The tactics IS militants used — from the way they dug tunnels to their constructi­on of defences — were lifted straight from the manual of the old Iraqi armed forces under dictator Saddam Hussein.

“They had expertise and methods inherited from the army,” retired army commander Khalaf said. “They knew us.” When the Us-led invasion toppled Saddam 15 years ago in 2003 it splintered Iraqi society and fractured loyalties among those who had served in the country’s armed forces.

One of the first decisions made by Paul Bremmer, the American head of the occupation authority, was to dismantle all security forces in the country.

That controvers­ial move would come back to haunt Us-led forces as it pushed many members of Iraq’s disbanded military, police and intelligen­ce agencies to join movements fighting against them.

“Saddam-era military expertise was critical to the developmen­t of the insurgency”, said Fanar Haddad, an Iraq expert at the Middle East Institute.

The seepage of knowledge from Iraq’s former security forces into the insurgency came to devastatin­g fruition when IS stormed across Iraq and northern Syria in 2014.

Among the group’s leadership were veterans of Saddam’s forces who put their training to use conquering territory and running the self-declared “caliphate”.

Former Republican Guard officer Fadel Ahmad al Hayali was secondin-command to IS chief Abu Bakr al Baghdadi until he was killed in an October 2015 air strike near Mosul in northern Iraq, the US has said.

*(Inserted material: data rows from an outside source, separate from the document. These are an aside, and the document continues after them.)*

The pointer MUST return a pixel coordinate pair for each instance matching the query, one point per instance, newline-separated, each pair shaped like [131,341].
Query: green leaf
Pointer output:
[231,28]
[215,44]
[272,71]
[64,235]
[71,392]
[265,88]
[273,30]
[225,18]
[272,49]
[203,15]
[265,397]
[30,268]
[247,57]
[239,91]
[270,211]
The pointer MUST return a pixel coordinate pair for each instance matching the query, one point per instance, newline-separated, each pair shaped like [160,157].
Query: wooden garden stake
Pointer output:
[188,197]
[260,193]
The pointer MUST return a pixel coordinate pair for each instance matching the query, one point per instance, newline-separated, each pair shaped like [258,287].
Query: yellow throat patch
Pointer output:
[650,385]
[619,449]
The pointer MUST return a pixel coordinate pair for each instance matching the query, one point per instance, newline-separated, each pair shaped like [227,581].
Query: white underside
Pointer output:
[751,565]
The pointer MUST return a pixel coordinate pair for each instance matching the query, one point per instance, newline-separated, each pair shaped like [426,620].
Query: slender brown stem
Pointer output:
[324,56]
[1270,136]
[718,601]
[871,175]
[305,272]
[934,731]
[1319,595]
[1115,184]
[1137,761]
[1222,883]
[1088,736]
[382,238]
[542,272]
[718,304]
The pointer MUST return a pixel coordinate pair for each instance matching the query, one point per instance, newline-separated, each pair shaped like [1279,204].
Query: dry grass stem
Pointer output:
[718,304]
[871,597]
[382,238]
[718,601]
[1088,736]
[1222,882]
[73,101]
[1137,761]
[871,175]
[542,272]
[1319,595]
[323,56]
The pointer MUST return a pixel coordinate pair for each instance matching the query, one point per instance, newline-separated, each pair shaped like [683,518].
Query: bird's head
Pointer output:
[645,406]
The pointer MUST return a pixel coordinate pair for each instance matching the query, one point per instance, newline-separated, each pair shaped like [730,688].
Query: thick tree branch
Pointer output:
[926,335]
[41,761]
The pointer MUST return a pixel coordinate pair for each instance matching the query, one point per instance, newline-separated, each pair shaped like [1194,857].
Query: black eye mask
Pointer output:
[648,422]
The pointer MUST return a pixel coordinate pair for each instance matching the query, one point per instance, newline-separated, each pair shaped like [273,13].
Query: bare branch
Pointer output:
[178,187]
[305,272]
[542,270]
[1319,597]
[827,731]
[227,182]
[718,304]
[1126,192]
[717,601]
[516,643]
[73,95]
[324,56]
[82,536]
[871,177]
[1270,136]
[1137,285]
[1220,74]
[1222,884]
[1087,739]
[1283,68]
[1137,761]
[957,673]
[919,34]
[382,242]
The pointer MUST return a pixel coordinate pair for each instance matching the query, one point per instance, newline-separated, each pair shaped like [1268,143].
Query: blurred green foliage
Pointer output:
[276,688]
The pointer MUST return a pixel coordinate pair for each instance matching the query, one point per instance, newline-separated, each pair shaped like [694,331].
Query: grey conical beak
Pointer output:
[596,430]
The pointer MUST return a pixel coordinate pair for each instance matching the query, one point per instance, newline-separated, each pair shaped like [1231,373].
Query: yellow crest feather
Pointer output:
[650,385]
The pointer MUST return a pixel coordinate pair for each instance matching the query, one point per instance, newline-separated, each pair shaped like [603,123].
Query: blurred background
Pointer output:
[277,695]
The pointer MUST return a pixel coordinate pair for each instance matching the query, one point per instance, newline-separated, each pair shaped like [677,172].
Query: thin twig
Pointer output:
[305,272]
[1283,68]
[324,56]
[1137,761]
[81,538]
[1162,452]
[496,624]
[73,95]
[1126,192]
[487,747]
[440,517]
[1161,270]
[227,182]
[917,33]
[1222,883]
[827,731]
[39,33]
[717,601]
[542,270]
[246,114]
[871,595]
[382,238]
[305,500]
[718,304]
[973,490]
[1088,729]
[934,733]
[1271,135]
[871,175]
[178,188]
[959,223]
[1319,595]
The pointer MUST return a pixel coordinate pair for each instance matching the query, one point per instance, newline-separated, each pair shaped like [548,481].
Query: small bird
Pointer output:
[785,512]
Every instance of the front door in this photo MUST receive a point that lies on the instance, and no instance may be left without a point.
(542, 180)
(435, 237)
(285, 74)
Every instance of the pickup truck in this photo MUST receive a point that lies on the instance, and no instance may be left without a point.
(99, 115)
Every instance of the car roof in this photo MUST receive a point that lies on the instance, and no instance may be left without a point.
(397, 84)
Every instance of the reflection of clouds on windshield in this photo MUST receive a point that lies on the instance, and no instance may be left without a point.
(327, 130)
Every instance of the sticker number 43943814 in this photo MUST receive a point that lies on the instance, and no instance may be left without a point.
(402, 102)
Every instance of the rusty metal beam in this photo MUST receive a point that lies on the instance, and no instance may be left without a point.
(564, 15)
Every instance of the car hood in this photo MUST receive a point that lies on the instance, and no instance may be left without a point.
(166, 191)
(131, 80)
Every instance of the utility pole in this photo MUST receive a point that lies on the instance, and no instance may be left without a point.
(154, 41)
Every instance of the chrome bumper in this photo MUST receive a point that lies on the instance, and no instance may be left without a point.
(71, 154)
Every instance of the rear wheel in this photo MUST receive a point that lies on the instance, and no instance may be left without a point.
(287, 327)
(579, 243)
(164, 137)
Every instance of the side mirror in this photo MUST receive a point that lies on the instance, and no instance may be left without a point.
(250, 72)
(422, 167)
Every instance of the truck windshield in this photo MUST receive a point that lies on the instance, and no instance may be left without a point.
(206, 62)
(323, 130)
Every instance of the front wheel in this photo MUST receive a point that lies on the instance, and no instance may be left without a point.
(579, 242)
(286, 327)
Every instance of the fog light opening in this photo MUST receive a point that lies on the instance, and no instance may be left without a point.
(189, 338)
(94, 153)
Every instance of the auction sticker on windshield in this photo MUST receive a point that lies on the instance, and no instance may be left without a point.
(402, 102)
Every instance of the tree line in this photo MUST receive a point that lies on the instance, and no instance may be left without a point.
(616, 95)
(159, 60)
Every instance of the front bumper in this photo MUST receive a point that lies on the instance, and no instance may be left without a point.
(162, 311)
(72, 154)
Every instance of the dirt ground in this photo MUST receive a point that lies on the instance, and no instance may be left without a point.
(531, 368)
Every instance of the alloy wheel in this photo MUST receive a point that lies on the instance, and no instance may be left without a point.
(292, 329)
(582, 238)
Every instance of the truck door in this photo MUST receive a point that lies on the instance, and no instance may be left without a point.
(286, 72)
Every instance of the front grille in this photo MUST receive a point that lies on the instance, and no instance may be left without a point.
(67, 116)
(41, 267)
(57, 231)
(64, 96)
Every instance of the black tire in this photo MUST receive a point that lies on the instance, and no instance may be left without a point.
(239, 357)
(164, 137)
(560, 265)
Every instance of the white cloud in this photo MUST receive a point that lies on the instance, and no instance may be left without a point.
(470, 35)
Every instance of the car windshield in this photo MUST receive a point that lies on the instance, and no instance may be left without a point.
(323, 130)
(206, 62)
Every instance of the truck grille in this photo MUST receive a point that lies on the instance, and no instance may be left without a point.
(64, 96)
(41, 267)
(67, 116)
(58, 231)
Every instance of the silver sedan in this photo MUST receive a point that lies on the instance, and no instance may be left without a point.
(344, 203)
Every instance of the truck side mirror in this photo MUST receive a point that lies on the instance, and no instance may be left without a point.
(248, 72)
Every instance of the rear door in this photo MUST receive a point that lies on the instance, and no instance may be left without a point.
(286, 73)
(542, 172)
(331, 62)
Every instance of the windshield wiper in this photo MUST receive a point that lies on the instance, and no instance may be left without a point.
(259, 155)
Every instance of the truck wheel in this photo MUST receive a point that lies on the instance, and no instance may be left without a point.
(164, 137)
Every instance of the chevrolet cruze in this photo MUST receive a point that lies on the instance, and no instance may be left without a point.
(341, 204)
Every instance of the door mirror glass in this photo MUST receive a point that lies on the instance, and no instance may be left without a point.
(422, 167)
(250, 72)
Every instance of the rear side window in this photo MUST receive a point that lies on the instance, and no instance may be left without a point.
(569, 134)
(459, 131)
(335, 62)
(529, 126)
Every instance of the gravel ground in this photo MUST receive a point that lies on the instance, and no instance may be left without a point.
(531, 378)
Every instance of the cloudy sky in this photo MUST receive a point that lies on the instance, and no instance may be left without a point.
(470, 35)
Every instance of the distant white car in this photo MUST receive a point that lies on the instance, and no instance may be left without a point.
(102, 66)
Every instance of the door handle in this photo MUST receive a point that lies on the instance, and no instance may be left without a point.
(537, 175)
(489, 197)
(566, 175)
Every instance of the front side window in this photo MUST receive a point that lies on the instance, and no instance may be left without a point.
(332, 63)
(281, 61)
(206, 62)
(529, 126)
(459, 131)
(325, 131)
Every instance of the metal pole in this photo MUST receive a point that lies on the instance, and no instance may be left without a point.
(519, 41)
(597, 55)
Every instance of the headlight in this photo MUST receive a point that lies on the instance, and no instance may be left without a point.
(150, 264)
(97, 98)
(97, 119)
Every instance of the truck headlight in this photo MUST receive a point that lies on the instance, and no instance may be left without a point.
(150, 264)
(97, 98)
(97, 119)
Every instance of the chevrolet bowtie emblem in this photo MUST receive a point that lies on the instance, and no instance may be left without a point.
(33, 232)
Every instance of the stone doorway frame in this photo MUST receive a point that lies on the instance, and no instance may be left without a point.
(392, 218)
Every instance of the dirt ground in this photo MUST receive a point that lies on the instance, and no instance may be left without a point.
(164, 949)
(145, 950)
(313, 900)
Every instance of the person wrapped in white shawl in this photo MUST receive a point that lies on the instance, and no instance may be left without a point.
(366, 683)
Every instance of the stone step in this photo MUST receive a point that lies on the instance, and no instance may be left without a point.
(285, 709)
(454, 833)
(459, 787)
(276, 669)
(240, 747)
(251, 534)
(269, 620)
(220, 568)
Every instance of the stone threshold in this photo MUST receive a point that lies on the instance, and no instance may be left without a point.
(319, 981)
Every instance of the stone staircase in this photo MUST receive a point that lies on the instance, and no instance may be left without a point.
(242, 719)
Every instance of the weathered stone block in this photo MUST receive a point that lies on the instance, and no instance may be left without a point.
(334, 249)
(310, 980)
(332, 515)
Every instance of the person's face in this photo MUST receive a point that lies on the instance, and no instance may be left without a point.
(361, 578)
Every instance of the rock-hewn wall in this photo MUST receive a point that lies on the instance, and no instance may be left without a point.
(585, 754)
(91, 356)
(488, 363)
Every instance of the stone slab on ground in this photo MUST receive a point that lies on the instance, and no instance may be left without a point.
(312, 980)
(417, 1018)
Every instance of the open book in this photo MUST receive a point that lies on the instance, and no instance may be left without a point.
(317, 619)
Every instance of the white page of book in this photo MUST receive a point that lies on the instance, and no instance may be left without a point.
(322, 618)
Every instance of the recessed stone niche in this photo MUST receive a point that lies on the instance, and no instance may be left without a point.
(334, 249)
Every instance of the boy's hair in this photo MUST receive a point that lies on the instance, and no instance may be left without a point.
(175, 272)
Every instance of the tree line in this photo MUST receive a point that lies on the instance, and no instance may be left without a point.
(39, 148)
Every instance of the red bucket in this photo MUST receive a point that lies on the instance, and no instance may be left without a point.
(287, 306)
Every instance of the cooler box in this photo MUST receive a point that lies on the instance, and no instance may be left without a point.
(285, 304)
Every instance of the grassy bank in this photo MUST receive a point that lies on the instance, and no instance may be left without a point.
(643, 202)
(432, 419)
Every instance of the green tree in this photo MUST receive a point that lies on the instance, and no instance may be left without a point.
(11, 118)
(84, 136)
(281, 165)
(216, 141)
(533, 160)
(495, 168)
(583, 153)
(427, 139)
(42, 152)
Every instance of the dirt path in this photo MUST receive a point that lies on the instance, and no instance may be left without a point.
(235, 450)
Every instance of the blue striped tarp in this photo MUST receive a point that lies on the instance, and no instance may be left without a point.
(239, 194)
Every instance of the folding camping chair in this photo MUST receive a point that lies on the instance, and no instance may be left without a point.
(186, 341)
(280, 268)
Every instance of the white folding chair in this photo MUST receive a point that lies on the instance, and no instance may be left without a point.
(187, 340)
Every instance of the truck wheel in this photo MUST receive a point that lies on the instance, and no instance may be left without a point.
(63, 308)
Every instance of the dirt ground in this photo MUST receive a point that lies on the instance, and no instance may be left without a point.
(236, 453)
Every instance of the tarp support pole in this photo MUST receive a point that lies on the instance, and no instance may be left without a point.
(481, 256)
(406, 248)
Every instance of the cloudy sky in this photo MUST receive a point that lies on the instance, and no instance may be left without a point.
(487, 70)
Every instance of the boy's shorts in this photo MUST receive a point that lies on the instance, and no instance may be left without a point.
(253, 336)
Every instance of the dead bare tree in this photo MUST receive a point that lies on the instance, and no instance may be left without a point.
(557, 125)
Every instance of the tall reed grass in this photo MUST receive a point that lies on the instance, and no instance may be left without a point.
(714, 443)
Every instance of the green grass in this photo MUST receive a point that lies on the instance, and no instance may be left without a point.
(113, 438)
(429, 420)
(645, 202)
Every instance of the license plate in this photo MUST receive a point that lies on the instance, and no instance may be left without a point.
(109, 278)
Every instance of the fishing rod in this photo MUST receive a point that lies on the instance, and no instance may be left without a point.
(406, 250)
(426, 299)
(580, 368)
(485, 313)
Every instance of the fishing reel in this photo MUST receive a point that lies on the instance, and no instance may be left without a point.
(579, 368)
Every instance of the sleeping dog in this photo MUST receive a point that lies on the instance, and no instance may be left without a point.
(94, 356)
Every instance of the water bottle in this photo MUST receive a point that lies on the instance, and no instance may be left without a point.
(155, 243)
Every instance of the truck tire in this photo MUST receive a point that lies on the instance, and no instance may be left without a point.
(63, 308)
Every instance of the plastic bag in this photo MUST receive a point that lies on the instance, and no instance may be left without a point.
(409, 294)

As Baghdadi’s deputy, he was in charge of arms transfers, explosives, vehicles and people between Iraq and Syria.

Another veteran was Samir Abd Muhammad al Khlifawi, called the group’s “most important strategist” by German weekly Der Spiegel.

Using the nom de guerre Haji Bakr, the former air force intelligen­ce officer helped devise plans used by the group to take control of northern Syria before he was killed by rebels in 2014.

Hisham al Hashemi, an expert on militant movements, said these were not isolated examples as IS filled its military and security bodies with former Saddam-era officers.